It’s been decades since I last ran away from home.

I was 3. I wriggled through the tunnel my beagle burrowed under the backyard fence and set out to celebrate freedom with my cousins Dale and Gary.

My career as a runaway thumped to an abrupt halt when my dad caught up to me on the tractor. I have no recollection of any of this, but I’m told I was paddled all the way back home. Timeouts hadn’t been invented yet. It must have worked. I never ran away again.

But I’ve been tempted.

The thing about running away from home when you’re in your 60s is that it’s far too complicated. It takes more than 10 minutes to slap together two peanut-butter-and-jelly sandwiches and tuck them into a knapsack with three comic books to accomplish your escape.

My latest thwarted attempted happened just the other day. Water gushed into the basement. Bills cluttered up the mailbox. Bosses heaped more projects onto my desk.

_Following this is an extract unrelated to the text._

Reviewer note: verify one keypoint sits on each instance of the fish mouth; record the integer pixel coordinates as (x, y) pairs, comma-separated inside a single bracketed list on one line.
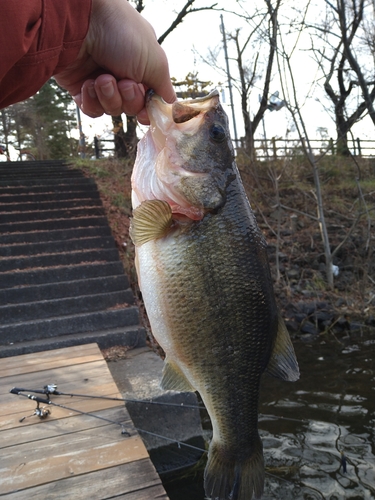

The phone wouldn’t shut up.

I turned to my wife and pleaded, “Let’s run away and not tell anyone where we went.”

“Sure. Where to?”

I scratched my head. “Just … away.”

“So we have to prepare for everything,” Terry said. “Let me get the suitcases.”

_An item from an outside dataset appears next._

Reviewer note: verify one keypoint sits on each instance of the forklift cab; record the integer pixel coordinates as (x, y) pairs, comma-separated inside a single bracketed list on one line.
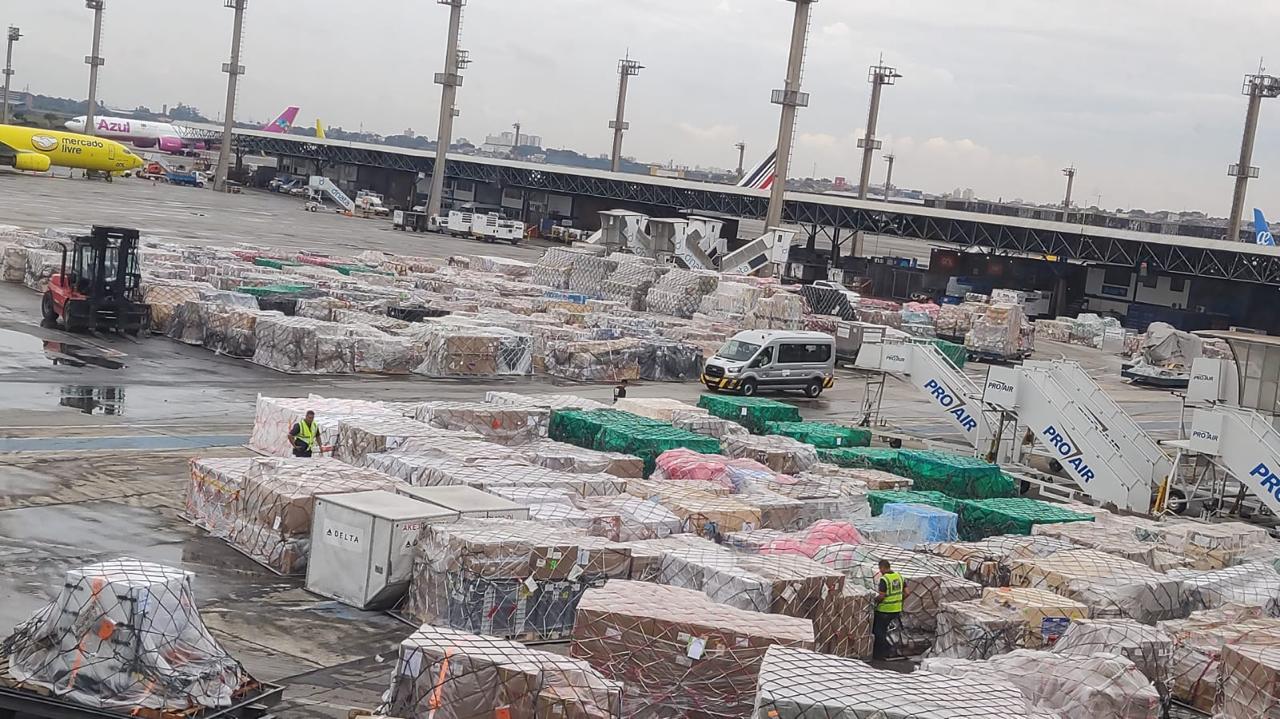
[(97, 284)]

“That’s not how it’s done. Haven’t you ever read Dennis the Menace? You grab a hunk of cake, an apple and your teddy bear, and you take off. You wander wherever the sidewalk leads you.”

“I better add Icy Hot and ibuprofen to the list. Our joints are going to be pretty stiff. And get the cooler out of the garage.”

By the time we’d gathered up all our old-people prescriptions, heated comforter, deodorant and shampoo, gluten-free energy bars, insurance cards, three changes of shoes, sunscreen, pajamas, laundry soap, laptops, cots, chairs and a lamp, we were unable to stagger, much less run away from home.

“Forget it,” I said. “Let’s take a nap instead.”

“Can’t,” she said. “I packed the pillows.”

When we were kids, Ollie, my third cousin twice removed, decided to run away to begin a new career as an oboe.

“Hobo,” I corrected. “How come you’re running away?”

“Ma told me to clean my room.”

Ollie stuffed a piece of fried chicken in his pocket and set up a tent in the woods on his family’s farm. He was back after three hours.

“What happened?” I asked.

“You know how Ma says the woods are so pretty? Well, they’re full of rocks and leaves and sticks and bugs and frogs and dirt. In a few more weeks, my room will look just as beautiful and I won’t have to clean it.”

The truth was Ollie had run out of food. Plus it was about to get dark and there was no place to plug in his night light.

After Terry and I muffed our attempt to run away, I gave Ollie a call. “You still got that tent? I have a camp light with lots of batteries.”

“Cool,” Ollie said. “But let’s use my RV instead. The night air wreaks havoc on my arthritis. Plus, I’ve got wifi, a shower and a fridge.”

When you run away in your 60s, you end up taking home with you. Does anyone want to buy a barely used knapsack?